From the central cemetery, the view is directed in the further course of the design again to its edges. Different questions will accompany us this semester: What conclusions can be drawn from the examination of the development of the central cemetery for an urgently needed new approach to the patchwork of supply, disposal and logistics infrastructures? What new roles can cemetery sites assume in the periurban context? In what ways can cemetery sites historically located outside of core cities be integrated into growing urban landscapes?
Freed from the strict ideal images of traditional, homogenous urban spaces and thoroughly planned, marketable satellite cities, the context of a still raw periphery allows us an undreamt-of freedom in our considerations and designs. Can we develop our own urban logic here, on the edge of the city but not yet in the countryside, in this territory characterized by fractures, leaps in scale and contradictions?
Four design tasks
We are working on speculative designs and develope scenarios at a variety of scales, for selected peripheral areas between the cemetery site and its surroundings. Using the means of architectural and urban design, we aim to make a critical contribution to the discourse and to engage in a deep examination of the relationship between the cemetery and the city.
1st Exercise: S - Objects and Rules (5.3. - 19.3.)
Artifacts / burial sites / burial ground regulations / ...
Design and placement of a grave of honor for a well-known representative of architecture and urban planning: Where in the central cemetery should it be located? How should it be designed? Spatial examination of the overall layout of the Central Cemetery and the theoretical/planning approaches of a person. Conscious decision-making on the design and positioning of the honorary grave on the basis of the burial ground regulations.
2nd exercise: XL - areas and places (19.3. - 16.4.)
Dedication / regulation / characteristics / special places / ...
3rd exercise: M - Spaces and forms (16.4. - 7.5.)
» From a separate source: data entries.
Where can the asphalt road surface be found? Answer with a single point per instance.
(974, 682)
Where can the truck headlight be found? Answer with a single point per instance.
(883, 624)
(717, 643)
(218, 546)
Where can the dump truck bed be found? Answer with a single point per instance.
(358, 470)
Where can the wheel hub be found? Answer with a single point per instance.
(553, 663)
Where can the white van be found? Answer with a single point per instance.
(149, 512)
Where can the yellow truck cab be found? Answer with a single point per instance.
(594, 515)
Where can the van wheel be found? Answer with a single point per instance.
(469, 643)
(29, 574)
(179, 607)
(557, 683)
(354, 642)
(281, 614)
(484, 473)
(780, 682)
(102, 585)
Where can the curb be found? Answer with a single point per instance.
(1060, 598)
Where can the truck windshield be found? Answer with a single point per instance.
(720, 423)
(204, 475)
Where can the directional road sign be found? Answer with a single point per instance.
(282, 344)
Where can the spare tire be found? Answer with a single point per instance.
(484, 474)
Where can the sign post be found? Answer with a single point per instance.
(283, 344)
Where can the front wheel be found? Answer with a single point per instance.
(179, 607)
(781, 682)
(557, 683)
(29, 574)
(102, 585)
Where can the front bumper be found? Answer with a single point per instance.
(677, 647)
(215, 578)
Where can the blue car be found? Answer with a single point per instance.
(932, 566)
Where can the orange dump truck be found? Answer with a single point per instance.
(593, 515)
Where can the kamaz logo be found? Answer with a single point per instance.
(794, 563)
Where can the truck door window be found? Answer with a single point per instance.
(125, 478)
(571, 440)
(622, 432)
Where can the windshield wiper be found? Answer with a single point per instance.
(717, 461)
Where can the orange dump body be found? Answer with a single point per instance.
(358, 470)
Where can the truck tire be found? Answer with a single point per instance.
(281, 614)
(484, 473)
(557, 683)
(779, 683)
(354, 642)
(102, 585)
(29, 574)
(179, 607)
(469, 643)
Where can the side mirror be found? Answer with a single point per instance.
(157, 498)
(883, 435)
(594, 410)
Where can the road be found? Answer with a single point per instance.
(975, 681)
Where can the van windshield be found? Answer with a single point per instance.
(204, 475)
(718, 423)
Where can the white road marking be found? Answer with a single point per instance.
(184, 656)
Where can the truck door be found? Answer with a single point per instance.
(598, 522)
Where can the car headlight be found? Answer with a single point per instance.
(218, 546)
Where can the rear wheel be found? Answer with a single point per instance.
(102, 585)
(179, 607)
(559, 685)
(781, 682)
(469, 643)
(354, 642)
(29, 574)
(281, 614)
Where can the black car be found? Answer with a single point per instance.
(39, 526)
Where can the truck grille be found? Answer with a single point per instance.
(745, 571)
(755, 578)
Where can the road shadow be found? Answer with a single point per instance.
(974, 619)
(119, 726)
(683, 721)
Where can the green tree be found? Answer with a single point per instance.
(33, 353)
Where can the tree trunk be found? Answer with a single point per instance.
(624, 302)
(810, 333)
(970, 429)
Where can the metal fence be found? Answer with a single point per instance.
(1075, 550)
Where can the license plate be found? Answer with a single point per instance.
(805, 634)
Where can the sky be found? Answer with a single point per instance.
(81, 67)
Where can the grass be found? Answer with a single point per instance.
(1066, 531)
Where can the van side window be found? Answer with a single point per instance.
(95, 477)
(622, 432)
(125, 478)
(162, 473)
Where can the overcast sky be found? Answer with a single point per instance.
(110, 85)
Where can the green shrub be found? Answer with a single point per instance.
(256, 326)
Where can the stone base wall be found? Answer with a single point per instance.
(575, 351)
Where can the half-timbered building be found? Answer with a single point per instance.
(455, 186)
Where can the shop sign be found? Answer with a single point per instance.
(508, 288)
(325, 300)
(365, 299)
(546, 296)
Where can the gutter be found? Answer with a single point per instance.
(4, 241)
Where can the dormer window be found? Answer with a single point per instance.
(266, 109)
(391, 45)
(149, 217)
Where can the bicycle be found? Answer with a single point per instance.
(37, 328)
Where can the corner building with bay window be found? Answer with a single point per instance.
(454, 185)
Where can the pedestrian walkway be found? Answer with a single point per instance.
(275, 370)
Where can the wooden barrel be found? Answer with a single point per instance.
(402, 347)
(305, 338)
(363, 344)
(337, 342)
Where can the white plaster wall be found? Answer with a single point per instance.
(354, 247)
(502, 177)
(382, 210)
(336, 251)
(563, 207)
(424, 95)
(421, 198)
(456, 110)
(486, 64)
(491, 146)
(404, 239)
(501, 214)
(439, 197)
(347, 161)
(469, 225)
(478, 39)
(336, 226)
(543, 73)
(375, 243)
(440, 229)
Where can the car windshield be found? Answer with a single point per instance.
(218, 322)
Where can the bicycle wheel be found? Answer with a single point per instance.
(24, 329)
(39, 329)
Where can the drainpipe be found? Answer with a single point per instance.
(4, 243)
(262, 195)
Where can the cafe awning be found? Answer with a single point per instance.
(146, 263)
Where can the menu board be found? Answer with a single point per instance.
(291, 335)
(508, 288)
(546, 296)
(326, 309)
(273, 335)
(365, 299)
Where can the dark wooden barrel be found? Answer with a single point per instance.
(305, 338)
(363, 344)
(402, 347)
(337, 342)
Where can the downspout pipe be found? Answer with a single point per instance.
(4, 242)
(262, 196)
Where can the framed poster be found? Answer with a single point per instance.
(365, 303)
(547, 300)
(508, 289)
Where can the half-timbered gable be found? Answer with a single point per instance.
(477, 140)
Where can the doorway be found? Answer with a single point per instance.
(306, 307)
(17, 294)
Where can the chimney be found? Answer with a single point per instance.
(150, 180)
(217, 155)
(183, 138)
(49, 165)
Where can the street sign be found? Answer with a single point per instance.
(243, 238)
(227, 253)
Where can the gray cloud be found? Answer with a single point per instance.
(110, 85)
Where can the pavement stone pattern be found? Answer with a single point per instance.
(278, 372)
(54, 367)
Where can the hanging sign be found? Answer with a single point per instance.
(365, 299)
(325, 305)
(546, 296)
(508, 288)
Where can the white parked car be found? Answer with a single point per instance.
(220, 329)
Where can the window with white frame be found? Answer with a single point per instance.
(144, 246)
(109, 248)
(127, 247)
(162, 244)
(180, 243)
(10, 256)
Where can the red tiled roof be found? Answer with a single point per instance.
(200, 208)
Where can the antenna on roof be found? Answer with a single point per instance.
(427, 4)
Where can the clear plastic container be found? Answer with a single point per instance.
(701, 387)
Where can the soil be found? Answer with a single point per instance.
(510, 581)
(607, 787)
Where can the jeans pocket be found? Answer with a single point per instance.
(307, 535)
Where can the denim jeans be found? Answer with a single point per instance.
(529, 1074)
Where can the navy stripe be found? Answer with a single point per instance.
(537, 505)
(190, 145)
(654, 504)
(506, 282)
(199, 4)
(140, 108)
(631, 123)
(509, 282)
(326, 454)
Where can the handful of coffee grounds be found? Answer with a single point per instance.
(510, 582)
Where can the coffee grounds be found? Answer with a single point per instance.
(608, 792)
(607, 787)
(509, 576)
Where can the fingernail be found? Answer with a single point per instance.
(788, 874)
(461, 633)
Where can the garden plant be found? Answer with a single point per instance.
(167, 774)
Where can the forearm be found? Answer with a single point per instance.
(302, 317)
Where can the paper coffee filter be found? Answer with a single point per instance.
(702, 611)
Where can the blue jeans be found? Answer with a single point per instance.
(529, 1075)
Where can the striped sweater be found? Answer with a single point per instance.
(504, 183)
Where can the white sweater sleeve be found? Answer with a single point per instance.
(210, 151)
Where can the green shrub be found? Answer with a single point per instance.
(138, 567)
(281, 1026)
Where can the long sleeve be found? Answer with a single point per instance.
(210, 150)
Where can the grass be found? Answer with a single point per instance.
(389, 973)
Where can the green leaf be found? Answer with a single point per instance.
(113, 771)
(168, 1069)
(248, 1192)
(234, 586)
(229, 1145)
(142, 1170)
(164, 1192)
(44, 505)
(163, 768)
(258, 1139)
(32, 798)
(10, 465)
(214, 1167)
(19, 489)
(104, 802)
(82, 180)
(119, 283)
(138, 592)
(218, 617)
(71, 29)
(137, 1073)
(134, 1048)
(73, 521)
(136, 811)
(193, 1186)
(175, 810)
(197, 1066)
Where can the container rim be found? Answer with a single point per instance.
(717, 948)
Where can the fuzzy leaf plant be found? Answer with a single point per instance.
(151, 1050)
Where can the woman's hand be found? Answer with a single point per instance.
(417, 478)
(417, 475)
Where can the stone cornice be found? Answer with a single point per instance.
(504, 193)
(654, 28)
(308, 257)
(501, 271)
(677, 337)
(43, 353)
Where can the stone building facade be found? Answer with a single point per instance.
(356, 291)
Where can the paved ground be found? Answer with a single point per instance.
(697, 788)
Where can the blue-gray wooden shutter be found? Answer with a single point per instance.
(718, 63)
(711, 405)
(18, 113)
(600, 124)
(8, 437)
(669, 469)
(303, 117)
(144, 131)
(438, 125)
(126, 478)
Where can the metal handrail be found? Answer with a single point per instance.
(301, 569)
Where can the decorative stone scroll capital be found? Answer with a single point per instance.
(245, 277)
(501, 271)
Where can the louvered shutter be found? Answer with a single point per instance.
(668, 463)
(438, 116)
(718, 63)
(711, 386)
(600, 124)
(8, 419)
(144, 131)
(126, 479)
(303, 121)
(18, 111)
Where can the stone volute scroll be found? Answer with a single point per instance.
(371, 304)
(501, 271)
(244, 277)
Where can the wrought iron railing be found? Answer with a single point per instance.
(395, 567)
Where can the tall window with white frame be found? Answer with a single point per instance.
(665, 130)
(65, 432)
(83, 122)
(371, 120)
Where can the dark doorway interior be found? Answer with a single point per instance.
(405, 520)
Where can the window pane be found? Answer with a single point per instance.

Street spaces / urban spaces / landscape spaces
Superimposing and interpretative extension of the "planned" logic of the Central Cemetery and that of its surroundings; creating gates, breakthroughs, passageways, etc.; connections, barriers, large-scale structures, small-scale structures.
4th exercise: L - structures and transitions (7.5. - 25.6. / workshop 27. - 28.5.)
Building structures / landscape structures / infrastructures
Due to the restrictions of the Corona pandemic, the LVA will be conducted via TUWEL course, but adaptation to hybrid teaching format will be sought if the possibility arises due to relaxations.